Client Affairs

The Lockdown: How Wealth Managers Are Coping

Jackie Bennion Deputy Editor 2 April 2020


For a sense of the immediate impact of the health crisis on wealth managers as they meet client and reporting obligations, we spoke to the head of regulation at PIMFA and other groups supporting the sector, and report on fresh guidance from the FCA.

No matter what sector you are in, the coronavirus has crudely divided along essential and non-essential services as banks and the government mobilise a national response. The first bottleneck has been waiting for guidance from the Financial Conduct Authority, as it manages queries from across the regulatory landscape. Wealth managers' concerns may not be top of its priority list.

“What we are telling members is that you are basically going to have to adopt some judgments in reconciling your obligations with the duty of care you owe to your employees and essential workers travelling into firms,” said director of regulation at PIMFA Ian Cornwall in a call this week.

His role at the trade group is primarily engaging with firms, picking up their queries and being “fairly frank” with the regulator. “I have those conversations that the firms would like to have but can’t, and doing it in a sensible way.”

On Wednesday, the FCA delivered some of that much needed clarity to wealth management and financial advice firms.

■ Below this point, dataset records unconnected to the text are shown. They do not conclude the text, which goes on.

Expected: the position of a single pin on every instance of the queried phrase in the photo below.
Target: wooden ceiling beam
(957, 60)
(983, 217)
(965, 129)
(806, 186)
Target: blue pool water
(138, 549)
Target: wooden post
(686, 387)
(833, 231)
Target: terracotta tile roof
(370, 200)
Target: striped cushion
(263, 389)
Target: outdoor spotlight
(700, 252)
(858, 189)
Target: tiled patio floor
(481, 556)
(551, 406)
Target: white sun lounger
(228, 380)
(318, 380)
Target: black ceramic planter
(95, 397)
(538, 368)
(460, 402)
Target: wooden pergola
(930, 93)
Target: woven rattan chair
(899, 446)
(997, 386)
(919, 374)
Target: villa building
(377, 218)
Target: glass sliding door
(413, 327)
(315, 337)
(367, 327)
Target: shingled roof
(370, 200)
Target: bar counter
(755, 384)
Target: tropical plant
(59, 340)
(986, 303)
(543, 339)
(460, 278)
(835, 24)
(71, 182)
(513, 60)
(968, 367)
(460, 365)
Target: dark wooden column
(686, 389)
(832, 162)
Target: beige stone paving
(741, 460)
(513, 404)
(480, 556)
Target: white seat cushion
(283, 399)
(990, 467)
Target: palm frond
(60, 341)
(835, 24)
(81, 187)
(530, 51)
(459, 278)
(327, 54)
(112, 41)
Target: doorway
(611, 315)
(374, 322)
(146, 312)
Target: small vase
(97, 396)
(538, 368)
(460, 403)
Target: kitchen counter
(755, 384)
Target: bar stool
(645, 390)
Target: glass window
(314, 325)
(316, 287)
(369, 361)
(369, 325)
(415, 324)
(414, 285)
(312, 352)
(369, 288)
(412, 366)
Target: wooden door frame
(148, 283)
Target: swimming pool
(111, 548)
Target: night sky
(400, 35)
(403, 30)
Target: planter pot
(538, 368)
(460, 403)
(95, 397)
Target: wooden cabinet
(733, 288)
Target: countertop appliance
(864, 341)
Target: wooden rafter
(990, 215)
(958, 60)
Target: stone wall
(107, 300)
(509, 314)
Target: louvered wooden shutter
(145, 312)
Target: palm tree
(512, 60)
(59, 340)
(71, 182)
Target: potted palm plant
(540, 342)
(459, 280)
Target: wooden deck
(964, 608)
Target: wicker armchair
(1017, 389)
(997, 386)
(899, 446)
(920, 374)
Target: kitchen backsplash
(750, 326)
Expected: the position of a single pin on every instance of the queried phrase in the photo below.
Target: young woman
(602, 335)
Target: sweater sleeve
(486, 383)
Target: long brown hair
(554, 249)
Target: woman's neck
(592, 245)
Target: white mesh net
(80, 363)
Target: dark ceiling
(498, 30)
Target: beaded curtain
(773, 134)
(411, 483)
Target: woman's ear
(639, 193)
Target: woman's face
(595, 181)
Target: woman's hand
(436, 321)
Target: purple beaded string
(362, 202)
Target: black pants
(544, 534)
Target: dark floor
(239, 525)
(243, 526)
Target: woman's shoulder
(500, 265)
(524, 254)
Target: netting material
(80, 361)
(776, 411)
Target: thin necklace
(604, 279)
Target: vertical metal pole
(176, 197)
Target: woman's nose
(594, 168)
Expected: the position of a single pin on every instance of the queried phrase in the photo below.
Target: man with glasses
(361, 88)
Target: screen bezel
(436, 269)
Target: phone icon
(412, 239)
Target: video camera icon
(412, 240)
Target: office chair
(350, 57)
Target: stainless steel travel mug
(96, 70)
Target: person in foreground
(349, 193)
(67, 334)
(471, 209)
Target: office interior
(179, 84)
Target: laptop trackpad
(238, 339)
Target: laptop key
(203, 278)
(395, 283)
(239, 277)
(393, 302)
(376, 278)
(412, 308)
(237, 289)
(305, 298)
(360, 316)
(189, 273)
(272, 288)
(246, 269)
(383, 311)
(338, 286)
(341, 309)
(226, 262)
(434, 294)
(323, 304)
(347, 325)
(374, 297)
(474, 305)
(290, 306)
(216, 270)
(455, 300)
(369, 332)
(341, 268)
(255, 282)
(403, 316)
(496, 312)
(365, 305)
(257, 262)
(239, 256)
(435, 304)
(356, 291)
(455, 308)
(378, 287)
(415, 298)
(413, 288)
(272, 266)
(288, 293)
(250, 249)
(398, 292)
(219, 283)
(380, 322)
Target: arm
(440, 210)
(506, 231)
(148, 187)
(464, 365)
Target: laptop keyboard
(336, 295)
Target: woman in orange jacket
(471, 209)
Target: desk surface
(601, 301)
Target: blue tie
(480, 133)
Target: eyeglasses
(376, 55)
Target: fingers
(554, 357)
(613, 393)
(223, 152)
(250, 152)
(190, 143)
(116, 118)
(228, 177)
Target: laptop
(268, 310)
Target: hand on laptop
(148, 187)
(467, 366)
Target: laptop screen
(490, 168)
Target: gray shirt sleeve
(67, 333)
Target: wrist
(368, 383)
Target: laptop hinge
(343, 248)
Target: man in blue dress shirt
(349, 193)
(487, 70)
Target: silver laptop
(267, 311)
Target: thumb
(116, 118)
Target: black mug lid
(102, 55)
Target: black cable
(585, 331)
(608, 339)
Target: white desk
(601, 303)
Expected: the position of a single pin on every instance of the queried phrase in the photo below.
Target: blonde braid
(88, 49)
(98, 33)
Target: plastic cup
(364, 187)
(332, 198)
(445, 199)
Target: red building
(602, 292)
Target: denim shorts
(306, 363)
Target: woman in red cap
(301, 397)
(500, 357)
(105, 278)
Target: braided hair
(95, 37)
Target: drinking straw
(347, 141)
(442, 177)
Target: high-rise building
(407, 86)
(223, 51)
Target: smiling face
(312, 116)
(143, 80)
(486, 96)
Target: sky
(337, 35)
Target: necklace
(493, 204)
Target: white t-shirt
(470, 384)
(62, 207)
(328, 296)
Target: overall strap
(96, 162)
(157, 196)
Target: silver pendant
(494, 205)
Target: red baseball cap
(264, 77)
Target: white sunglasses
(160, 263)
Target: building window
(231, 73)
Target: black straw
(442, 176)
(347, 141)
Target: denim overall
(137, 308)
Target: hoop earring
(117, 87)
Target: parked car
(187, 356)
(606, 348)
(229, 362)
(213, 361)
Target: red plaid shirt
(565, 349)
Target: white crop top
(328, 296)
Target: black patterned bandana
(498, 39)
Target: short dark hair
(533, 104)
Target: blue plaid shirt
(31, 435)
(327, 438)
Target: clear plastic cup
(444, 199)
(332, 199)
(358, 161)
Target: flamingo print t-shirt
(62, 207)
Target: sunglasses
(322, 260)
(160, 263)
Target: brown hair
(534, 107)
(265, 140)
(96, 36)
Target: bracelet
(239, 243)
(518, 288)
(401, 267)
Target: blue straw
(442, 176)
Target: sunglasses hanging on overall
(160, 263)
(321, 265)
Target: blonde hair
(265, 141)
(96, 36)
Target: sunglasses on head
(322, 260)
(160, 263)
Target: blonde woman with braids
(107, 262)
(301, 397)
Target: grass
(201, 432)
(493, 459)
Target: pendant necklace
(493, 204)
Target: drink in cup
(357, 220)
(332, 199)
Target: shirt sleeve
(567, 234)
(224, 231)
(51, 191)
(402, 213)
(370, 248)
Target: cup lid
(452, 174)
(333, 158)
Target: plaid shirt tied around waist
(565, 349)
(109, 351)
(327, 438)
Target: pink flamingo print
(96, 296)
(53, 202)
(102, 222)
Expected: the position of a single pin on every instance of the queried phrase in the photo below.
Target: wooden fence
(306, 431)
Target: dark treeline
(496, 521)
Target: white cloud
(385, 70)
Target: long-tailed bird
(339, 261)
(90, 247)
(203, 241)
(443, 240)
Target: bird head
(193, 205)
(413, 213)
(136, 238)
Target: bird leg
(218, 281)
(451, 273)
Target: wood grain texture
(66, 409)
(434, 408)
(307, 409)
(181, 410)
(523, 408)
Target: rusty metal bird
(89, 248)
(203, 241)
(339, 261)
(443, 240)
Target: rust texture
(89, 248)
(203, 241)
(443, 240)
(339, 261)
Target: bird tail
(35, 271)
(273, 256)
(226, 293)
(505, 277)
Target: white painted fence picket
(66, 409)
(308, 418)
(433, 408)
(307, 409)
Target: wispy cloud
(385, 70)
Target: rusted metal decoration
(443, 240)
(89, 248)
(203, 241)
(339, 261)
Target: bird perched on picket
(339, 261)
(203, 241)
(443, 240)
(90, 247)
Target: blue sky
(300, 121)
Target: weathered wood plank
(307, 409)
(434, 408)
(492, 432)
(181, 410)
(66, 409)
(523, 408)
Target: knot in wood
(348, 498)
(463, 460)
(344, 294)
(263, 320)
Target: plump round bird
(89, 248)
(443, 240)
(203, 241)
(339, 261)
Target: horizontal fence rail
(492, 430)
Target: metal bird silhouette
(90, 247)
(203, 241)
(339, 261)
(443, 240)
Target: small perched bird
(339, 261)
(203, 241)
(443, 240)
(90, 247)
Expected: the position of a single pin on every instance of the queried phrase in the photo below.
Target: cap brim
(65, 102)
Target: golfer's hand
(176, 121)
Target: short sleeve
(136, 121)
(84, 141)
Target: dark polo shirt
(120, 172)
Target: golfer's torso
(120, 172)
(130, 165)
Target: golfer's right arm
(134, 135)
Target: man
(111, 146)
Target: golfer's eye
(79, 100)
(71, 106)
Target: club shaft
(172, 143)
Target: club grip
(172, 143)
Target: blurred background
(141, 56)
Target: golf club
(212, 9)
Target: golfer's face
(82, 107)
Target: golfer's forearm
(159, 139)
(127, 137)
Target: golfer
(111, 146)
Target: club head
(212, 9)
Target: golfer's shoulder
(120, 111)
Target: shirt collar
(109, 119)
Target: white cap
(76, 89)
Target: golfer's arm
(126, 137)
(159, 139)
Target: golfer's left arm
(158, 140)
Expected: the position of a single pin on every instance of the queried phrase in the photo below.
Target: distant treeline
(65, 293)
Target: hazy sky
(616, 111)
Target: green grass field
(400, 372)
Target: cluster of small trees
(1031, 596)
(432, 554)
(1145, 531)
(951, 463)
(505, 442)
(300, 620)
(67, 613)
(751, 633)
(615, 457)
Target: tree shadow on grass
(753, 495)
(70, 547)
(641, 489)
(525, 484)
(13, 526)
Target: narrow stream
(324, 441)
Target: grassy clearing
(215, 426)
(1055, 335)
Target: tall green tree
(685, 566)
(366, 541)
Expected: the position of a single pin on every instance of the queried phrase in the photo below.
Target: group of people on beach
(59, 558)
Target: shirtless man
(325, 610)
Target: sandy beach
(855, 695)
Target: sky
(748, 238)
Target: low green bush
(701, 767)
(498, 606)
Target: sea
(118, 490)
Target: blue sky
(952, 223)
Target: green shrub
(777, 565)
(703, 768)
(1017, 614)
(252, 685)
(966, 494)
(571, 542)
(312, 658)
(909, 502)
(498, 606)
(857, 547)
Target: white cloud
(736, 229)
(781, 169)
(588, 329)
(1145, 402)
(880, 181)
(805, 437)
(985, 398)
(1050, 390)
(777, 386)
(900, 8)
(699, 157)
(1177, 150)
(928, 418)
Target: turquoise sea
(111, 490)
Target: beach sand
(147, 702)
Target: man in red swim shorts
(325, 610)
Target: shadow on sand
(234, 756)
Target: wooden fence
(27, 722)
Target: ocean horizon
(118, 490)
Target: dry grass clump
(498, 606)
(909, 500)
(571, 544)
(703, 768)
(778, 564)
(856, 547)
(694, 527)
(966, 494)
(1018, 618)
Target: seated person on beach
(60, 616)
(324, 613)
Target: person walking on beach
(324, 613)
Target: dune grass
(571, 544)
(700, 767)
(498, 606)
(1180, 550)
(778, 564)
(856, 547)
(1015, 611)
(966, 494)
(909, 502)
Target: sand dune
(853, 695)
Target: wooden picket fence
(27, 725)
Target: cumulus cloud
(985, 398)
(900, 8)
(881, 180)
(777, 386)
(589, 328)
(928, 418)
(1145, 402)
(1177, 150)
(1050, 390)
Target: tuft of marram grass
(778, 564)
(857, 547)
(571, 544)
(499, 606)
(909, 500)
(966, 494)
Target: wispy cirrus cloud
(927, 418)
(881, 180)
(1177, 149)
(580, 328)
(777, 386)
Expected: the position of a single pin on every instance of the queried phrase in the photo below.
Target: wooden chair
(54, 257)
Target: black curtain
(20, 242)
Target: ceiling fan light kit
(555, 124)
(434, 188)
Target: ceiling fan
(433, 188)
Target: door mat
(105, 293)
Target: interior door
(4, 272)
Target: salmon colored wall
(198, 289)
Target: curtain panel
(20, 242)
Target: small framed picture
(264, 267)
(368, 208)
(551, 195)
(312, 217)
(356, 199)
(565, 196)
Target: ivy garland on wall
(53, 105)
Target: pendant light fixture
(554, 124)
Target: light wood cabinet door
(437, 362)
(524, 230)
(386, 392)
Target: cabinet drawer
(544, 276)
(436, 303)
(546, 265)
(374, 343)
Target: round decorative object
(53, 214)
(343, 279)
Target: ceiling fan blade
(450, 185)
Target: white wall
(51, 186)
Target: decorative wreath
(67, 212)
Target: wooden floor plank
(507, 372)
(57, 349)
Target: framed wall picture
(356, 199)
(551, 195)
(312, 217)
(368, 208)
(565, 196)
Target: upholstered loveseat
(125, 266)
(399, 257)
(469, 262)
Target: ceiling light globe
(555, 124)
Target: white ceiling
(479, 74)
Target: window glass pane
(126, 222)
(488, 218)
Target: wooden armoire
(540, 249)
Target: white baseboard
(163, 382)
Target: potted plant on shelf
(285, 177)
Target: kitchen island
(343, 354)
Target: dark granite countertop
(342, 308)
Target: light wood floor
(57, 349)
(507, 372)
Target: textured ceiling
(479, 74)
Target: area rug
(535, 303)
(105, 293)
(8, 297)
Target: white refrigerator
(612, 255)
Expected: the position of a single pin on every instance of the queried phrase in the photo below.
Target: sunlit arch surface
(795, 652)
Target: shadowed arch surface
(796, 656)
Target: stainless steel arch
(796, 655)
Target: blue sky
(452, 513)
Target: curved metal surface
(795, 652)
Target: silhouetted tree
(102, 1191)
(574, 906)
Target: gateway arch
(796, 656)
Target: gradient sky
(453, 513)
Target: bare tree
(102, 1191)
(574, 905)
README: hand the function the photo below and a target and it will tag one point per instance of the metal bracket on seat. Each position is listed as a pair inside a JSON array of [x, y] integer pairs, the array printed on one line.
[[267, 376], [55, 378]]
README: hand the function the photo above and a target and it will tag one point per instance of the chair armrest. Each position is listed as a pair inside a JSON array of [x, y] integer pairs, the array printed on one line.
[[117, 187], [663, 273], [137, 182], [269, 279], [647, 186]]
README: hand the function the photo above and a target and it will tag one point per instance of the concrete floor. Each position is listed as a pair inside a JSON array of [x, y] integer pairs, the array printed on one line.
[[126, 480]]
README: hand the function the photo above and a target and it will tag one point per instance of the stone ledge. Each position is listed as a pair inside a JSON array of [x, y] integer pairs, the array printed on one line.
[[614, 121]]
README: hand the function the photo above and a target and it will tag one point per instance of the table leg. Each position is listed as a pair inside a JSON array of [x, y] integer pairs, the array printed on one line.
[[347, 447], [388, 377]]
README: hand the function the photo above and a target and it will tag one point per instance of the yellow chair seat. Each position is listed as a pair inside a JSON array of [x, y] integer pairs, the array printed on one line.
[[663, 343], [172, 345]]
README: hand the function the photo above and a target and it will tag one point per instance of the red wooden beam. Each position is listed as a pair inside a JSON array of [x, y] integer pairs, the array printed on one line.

In a "Dear CEO" letter written to all firms, the watchdog outlined temporary measures that included more flexibility over client identification verification in regard to KYC and AML checks; and more flexibility over “best execution” practices until the end of June. The FCA said it has worked with the European Securities and Markets Authority (ESMA) on clarifying reporting and where leniency will apply. ESMA too updated its guidance late on Tuesday night. As of Wednesday, the FCA also issued flexibility for portfolio managers on sending client depreciation notifications when investments drop by 10 per cent or more, at least until the end of September. (For a separate commentary about this 10 per cent rule, which comes from the MiFID II directive of 2018, see here.)

Other investment initiatives in the works have been paused indefinitely. The full guidance is published here.

PIMFA chief executive Liz Field said that she was “greatly encouraged” by the FCA’s response. “It shows the constructive work that has been carried out by PIMFA on behalf of our members. It also shows the FCA has not only been in ‘listening mode’ but has taken the concerns of our members seriously and has been willing to act and show the regulatory forbearance I have said our members need to continue to serve their customers in these extraordinary times.”

In a crisis environment, legal certainty is a huge issue as governments and regulators grapple with how to act without being in breach of the law; their own and international treaties. Businesses want forbearance that allows them to uphold the rules but still have room to cushion the impact of COVID-19. It is this channel of communication that PIMFA and other organisations have been trying to bridge between regulators and businesses, when all are overstretched.

“What we have told firms is document the judgments you are making and explain why you are doing it, and make sure you have a game plan in place to monitor those judgments, so that as and when more staff become available, you have a process in place to recover that position,” Cornwall said.

Like the virus itself, firms are being hit differently at different times, and in different ways, even in the same city, PIMFA noted. A firm with an administration centre in London is initially being more affected than a firm with one based in Glasgow, for example.